More Cypriot nationals' lifestyles threatened into extinction by Turks' invasion of Cyprus ..
Cyprus Maronites battle to preserve ancestral language
By Simon Martelli (AFP)
NICOSIA — With his twice-weekly lessons, Elias Zonias is fighting to preserve the ancestral language of Cyprus's dwindling Maronite community, described by experts as a "treasure" but now threatened with extinction by rapid demographic change.
Every year the number of children at the island's only Maronite school has been shrinking, he says, highlighting the difficulty of keeping alive his native tongue, a unique form of Arabic that is strongly influenced by the Aramaic spoken by Jesus and his followers.

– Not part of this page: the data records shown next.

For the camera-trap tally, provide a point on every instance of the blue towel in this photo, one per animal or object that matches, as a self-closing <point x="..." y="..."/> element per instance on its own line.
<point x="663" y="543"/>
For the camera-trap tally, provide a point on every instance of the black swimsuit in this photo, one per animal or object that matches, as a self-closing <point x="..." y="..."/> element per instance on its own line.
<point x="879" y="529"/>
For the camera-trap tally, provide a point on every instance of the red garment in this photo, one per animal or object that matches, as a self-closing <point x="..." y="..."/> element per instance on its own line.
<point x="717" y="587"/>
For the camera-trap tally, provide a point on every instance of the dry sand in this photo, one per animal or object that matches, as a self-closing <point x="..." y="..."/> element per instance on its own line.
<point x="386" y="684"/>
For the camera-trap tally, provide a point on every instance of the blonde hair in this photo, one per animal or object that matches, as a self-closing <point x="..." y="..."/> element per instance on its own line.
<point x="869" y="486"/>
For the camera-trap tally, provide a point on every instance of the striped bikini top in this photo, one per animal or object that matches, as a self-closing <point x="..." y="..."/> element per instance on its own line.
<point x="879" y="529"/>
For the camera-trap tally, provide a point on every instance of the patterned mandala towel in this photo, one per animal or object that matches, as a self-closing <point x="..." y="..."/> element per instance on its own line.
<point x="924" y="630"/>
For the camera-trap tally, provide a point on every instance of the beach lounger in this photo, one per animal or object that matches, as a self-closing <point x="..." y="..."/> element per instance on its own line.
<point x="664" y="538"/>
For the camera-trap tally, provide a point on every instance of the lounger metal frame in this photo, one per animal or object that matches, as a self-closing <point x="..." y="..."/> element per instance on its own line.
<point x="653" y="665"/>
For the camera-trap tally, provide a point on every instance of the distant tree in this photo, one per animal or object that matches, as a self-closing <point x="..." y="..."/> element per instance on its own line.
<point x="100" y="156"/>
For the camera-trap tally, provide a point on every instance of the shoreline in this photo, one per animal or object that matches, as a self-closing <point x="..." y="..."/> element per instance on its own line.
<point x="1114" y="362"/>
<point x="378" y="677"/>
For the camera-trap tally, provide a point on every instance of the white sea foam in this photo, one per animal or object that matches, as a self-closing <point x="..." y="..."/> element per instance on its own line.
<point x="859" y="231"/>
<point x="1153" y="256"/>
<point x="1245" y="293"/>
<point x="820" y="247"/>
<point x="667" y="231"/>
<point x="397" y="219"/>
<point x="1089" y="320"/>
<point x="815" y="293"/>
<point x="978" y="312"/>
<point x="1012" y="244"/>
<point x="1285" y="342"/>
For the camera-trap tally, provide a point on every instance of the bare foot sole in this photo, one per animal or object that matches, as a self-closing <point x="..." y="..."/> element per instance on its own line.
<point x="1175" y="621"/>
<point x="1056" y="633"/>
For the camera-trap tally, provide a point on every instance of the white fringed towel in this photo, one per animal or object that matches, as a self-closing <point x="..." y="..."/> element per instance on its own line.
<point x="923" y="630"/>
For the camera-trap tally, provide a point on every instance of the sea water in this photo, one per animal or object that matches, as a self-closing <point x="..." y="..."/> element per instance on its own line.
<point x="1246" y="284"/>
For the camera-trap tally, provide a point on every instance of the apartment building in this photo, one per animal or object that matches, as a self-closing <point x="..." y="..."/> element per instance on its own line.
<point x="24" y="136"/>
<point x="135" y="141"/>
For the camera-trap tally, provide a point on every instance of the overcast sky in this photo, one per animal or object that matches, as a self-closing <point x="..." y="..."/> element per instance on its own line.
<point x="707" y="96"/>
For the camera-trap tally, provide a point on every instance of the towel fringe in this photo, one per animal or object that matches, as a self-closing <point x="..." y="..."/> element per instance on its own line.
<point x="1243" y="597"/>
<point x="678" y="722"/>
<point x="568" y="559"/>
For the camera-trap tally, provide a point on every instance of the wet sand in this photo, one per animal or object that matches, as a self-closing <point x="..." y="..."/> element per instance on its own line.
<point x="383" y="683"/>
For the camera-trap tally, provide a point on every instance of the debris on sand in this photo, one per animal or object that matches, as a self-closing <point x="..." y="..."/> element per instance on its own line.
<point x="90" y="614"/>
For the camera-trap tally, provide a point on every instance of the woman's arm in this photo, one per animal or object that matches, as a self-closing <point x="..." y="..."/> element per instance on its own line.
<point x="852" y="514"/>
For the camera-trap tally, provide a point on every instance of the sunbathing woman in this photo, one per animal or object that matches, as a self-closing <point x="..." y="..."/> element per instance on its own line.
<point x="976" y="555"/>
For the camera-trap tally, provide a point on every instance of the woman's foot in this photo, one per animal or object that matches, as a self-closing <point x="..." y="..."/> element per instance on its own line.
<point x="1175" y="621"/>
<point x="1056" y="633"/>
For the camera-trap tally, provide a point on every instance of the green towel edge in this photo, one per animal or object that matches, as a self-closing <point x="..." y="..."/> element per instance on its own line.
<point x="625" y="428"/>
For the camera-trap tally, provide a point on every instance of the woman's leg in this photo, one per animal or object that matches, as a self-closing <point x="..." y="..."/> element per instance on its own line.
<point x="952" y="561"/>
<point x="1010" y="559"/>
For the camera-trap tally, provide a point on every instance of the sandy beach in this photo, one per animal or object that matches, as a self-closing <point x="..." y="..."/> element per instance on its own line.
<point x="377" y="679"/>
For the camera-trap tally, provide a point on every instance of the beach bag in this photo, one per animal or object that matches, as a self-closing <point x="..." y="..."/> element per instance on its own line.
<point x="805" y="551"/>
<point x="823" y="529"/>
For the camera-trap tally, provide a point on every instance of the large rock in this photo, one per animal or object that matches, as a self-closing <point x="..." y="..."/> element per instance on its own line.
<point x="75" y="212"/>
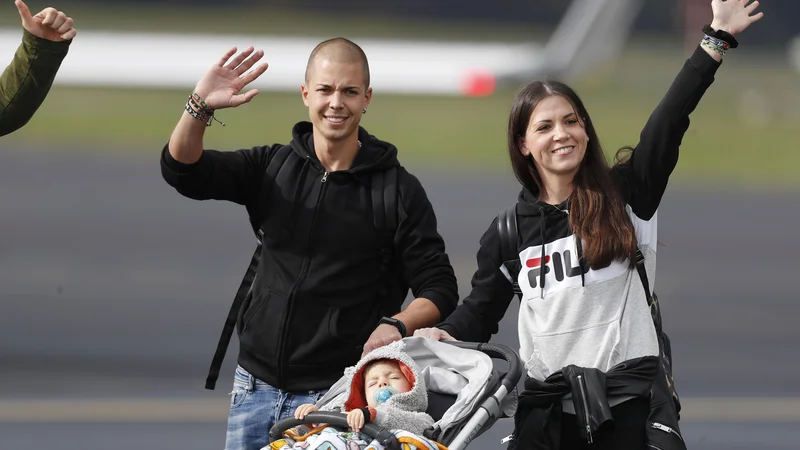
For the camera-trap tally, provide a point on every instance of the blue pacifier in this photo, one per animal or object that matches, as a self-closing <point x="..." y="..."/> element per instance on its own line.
<point x="383" y="394"/>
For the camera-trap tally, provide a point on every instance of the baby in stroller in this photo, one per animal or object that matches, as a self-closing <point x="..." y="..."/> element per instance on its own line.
<point x="386" y="387"/>
<point x="416" y="393"/>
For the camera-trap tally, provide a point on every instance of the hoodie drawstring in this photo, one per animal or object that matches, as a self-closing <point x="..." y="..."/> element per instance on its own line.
<point x="541" y="260"/>
<point x="579" y="250"/>
<point x="291" y="218"/>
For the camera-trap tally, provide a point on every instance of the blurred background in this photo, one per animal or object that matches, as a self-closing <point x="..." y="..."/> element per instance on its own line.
<point x="114" y="289"/>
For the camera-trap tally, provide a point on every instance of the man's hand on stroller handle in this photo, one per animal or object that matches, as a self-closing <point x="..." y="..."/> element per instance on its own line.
<point x="383" y="335"/>
<point x="436" y="334"/>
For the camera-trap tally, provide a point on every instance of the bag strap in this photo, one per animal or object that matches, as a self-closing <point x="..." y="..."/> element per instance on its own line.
<point x="272" y="170"/>
<point x="652" y="301"/>
<point x="509" y="235"/>
<point x="508" y="231"/>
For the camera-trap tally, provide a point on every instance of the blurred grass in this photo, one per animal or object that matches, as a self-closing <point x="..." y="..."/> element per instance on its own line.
<point x="743" y="131"/>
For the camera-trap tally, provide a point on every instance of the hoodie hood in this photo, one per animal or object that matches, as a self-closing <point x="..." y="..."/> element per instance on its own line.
<point x="374" y="154"/>
<point x="552" y="217"/>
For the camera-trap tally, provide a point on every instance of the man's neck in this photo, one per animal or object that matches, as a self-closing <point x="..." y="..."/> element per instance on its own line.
<point x="336" y="155"/>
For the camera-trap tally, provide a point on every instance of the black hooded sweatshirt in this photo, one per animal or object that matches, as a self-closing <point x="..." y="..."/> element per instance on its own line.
<point x="319" y="291"/>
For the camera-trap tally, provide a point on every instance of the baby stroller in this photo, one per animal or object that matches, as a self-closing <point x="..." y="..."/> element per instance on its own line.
<point x="467" y="394"/>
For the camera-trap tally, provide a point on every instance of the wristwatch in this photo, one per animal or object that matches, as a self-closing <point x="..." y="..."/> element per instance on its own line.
<point x="392" y="321"/>
<point x="721" y="35"/>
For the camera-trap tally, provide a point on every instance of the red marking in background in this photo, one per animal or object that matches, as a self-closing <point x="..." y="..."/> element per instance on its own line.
<point x="478" y="83"/>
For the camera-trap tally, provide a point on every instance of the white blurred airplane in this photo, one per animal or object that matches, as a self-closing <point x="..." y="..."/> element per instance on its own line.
<point x="590" y="32"/>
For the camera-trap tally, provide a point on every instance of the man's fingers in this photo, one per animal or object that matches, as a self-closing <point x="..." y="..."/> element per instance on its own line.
<point x="69" y="34"/>
<point x="58" y="20"/>
<point x="249" y="77"/>
<point x="48" y="15"/>
<point x="68" y="22"/>
<point x="226" y="57"/>
<point x="234" y="63"/>
<point x="248" y="63"/>
<point x="24" y="12"/>
<point x="243" y="98"/>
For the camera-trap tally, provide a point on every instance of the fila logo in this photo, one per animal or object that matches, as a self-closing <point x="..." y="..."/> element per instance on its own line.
<point x="562" y="263"/>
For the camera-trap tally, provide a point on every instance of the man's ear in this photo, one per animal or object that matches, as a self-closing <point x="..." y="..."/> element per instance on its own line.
<point x="368" y="96"/>
<point x="304" y="93"/>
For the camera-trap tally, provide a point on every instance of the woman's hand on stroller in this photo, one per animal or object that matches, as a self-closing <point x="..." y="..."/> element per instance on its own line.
<point x="437" y="334"/>
<point x="355" y="419"/>
<point x="303" y="410"/>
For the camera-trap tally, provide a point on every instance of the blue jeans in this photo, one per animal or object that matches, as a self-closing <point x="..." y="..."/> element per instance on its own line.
<point x="256" y="407"/>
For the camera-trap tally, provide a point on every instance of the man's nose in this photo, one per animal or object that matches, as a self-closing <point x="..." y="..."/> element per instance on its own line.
<point x="336" y="100"/>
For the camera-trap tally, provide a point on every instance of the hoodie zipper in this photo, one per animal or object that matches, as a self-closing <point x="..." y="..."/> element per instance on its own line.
<point x="300" y="279"/>
<point x="666" y="429"/>
<point x="582" y="386"/>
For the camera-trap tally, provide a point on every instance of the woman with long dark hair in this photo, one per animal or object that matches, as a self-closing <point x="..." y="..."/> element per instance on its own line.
<point x="592" y="350"/>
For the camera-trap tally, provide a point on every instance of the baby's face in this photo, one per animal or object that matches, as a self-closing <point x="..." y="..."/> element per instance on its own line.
<point x="383" y="374"/>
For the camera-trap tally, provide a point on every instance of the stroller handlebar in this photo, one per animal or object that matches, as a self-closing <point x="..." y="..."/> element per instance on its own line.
<point x="499" y="351"/>
<point x="384" y="437"/>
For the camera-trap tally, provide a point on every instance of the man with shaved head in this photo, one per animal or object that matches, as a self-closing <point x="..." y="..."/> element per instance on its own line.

"I feel that I'm lucky because I'm part of a small group of people who speaks this language well," says Zonias, 41, a cheerful father of three with a passion for photography.
"But we see the problem here in this school. Every year the number of children goes down," he notes, adding that he now has only 20 pupils learning Cyprus Maronite Arabic, or CMA, a language with a non-written, oral tradition.
The Maronite Christian community, inhabiting Cyprus since the 12th century, has been battling to preserve its historic identity since Turkey's 1974 military invasion forcibly partitioned the island into the Greek-speaking south and the Turkish-occupied north.
Forced to take sides, the Maronites opted for the south, leaving behind their traditional agricultural heartland in the north, a move that virtually displaced the entire community.
Kormakitis, the largest of four Maronite villages in the north, is the home of CMA and now a dying community, with fewer than 150 elderly inhabitants and its only school closed for more than 10 years.
When Zonias and others like him arrived in their new schools in the south they had trouble being understood by the other Greek-speaking pupils, few of whom had even heard of their language.
Today, there are 5,000 Cyprus Maronites scattered throughout the island and only about a thousand native speakers of CMA.
Most Maronites tend to marry outside the clan now and very few speak the language to their children, eroding the most distinctive aspect of the community's identity.